L’immediata conseguenza sul mercato pubblicitario è la moltiplicazione dei contenuti a cui legare le inserzioni, per cui il valore delle inserzioni (e quindi il costo) si riduce enormemente. Internet ha creato un serio problema esistenziale per il business delle notizie: ha disaggregato la pubblicità dalla creazione di contenuti. Gli intermediari digitali si pongono tra i miliardi di utenti online e i produttori di contenuti, dei quali gli editori sono solo una parte, e spesso la più costosa. Oggi le piattaforme del web hanno milioni di persone che creano contenuti di ogni tipo (prosumer), spesso anche più appetibili delle notizie, e spesso gratis, ai quali legare le inserzioni pubblicitarie.
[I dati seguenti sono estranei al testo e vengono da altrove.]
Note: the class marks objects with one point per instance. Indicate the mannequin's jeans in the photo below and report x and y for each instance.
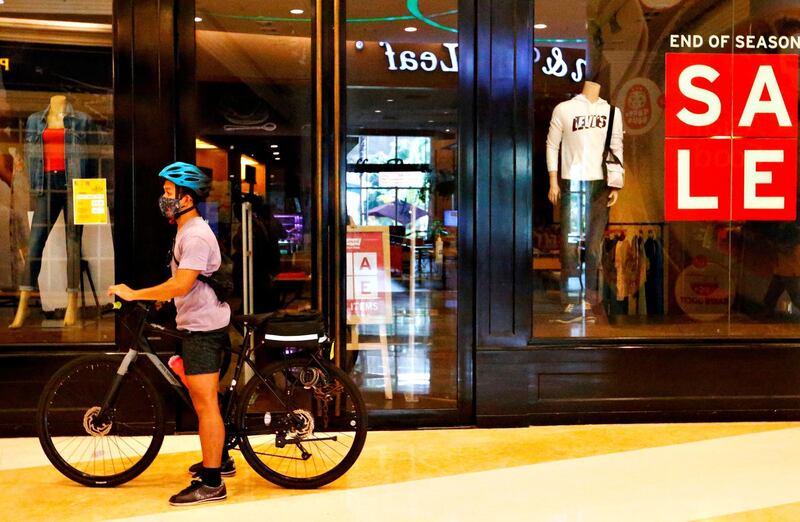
(584, 214)
(48, 205)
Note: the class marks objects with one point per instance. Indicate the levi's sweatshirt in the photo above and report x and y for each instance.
(579, 127)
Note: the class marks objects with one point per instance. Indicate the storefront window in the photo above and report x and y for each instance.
(56, 172)
(254, 136)
(700, 237)
(401, 150)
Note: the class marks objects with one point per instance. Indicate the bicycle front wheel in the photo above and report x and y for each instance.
(94, 451)
(302, 423)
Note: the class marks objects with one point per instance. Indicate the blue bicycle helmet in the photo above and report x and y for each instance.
(188, 176)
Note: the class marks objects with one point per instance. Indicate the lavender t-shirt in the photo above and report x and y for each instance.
(196, 248)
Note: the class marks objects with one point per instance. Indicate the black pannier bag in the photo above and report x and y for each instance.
(300, 330)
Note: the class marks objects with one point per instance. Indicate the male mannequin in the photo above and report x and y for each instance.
(55, 140)
(578, 128)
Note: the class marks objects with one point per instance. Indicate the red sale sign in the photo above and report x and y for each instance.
(731, 146)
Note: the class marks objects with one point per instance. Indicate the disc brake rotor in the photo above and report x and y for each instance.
(89, 423)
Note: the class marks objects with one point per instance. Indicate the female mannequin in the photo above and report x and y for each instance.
(52, 142)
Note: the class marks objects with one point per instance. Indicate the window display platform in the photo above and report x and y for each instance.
(42, 330)
(616, 472)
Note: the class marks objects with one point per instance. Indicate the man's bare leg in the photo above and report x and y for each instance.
(203, 390)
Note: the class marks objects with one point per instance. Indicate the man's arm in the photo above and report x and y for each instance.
(176, 286)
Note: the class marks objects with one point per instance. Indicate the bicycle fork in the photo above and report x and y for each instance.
(102, 416)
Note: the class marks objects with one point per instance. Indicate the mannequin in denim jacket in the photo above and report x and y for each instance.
(52, 193)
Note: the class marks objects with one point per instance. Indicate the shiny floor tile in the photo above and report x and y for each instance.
(629, 472)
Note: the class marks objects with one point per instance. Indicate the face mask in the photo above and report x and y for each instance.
(169, 207)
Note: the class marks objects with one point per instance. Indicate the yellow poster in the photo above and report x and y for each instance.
(89, 201)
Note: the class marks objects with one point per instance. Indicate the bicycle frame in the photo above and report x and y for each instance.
(141, 345)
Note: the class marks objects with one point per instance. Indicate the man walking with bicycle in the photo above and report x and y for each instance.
(202, 315)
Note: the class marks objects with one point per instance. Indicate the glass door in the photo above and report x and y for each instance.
(401, 143)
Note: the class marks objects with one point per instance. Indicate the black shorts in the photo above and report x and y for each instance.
(202, 351)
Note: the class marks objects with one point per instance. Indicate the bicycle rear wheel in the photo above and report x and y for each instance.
(92, 451)
(303, 425)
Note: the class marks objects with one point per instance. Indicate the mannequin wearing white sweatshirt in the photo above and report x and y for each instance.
(577, 137)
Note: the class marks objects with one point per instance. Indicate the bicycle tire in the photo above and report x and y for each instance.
(260, 435)
(77, 448)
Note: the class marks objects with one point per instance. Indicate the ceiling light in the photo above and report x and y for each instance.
(28, 23)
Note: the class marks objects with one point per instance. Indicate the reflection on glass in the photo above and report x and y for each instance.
(254, 137)
(658, 277)
(56, 175)
(401, 180)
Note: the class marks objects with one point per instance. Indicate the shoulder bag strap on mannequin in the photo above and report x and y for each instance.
(613, 160)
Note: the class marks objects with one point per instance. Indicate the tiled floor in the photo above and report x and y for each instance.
(617, 473)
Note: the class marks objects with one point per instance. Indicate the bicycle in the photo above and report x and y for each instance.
(299, 422)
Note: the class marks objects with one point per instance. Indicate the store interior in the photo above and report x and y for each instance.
(660, 278)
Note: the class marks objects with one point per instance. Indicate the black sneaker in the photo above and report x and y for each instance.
(228, 468)
(197, 493)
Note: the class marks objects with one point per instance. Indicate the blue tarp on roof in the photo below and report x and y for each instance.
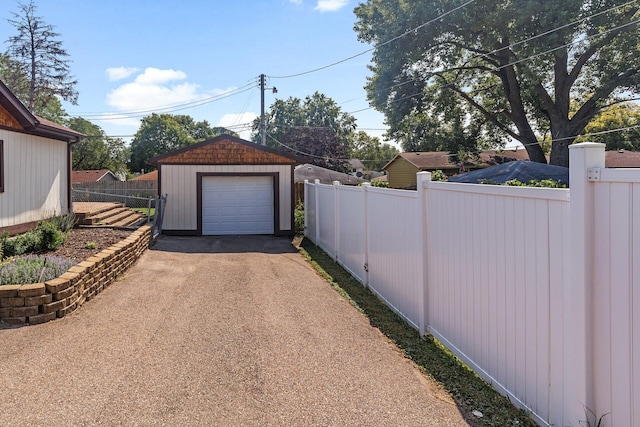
(522, 170)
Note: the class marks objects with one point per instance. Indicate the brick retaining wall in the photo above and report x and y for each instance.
(41, 302)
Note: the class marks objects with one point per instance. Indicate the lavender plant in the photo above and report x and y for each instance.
(33, 269)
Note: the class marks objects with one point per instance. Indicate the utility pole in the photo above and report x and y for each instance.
(263, 124)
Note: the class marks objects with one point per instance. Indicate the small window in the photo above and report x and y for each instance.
(1, 166)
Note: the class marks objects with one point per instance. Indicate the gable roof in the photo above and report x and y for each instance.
(149, 176)
(522, 170)
(224, 150)
(30, 123)
(90, 175)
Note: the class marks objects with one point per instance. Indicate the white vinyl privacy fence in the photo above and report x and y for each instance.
(535, 289)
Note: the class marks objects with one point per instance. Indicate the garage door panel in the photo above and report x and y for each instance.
(237, 205)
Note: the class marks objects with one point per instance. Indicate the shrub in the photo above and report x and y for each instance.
(63, 223)
(298, 218)
(33, 269)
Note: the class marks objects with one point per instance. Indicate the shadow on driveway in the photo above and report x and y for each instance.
(224, 244)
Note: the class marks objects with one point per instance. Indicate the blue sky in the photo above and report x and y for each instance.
(141, 55)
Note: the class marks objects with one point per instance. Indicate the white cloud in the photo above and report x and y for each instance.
(119, 73)
(155, 76)
(330, 5)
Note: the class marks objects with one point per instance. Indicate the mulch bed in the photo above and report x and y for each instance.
(75, 247)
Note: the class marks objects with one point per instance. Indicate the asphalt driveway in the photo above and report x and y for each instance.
(233, 331)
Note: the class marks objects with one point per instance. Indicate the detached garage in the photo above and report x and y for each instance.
(226, 185)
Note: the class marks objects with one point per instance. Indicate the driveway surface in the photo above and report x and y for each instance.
(233, 331)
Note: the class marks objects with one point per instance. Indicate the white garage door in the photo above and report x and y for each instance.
(237, 205)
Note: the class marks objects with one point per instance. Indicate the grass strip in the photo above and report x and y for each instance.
(469, 391)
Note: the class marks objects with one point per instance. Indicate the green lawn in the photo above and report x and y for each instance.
(468, 390)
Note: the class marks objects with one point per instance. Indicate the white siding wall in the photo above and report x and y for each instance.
(35, 178)
(180, 183)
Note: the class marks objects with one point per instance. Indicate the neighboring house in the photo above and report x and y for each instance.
(35, 166)
(226, 185)
(149, 176)
(521, 170)
(92, 176)
(326, 176)
(357, 168)
(401, 170)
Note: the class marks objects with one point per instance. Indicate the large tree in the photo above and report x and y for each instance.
(318, 146)
(315, 110)
(41, 58)
(513, 68)
(97, 150)
(626, 118)
(161, 133)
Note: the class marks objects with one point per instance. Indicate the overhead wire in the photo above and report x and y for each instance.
(487, 54)
(413, 30)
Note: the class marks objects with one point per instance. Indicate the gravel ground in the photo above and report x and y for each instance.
(215, 332)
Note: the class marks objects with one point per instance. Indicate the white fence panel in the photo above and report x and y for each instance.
(537, 293)
(326, 217)
(395, 250)
(351, 230)
(310, 212)
(491, 278)
(616, 296)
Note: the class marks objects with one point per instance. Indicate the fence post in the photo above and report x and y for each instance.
(578, 294)
(317, 211)
(306, 208)
(365, 187)
(336, 219)
(422, 228)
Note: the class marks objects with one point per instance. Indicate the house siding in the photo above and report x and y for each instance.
(180, 183)
(401, 173)
(35, 178)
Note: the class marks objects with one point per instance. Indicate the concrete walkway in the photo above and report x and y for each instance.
(234, 331)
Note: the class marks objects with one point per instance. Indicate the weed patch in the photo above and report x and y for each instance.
(468, 390)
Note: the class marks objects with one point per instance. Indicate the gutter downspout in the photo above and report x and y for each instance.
(69, 167)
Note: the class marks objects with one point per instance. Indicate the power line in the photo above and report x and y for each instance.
(170, 107)
(373, 48)
(487, 54)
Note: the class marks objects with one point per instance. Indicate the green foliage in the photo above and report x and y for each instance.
(468, 390)
(41, 61)
(33, 269)
(469, 77)
(316, 111)
(620, 116)
(298, 219)
(438, 175)
(317, 146)
(380, 184)
(545, 183)
(162, 133)
(97, 150)
(45, 237)
(371, 152)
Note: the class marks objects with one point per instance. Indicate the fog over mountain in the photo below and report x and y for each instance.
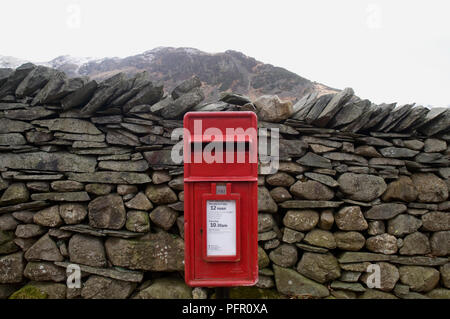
(225, 71)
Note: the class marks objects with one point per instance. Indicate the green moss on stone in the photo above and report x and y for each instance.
(29, 292)
(252, 293)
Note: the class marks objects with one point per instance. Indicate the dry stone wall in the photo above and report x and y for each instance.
(87, 179)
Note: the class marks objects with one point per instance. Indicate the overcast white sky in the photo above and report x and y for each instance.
(388, 51)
Questo non vuol dire - chiariamolo subito - che le notizie non hanno più un futuro, ma di sicuro entrano in competizione con tutte le altre categorie di contenuti.

Personalizzazione e scarsità del mercato pubblicitario

E questo ha creato un serio problema per gli “intermediari” della pubblicità, come i giornali. Il business della pubblicità con internet è cambiato nella sua essenza. Se prima la pubblicità dipendeva dalla capacità di raggiungere un pubblico (qualsiasi pubblico), online tale capacità appartiene a tutti o quasi (ovviamente ci sono differenze di scala). Se un tempo raggiungere l’intero elettorato americano era difficile, adesso 150 milioni di persone sono un “pubblico medio” per le piattaforme del web (ma anche per i giornali sul web). Ma ciò che cambia radicalmente è la personalizzazione, solo se hai le informazioni sul tuo pubblico riesci a raggiungere il pubblico che vuoi, e quindi a inviare pubblicità più efficace. Se non hai tali informazioni la pubblicità è inefficace (e quindi anche fastidiosa) e per tale motivo la pubblicità ha un valore (e quindi un costo) molto più basso rispetto al passato.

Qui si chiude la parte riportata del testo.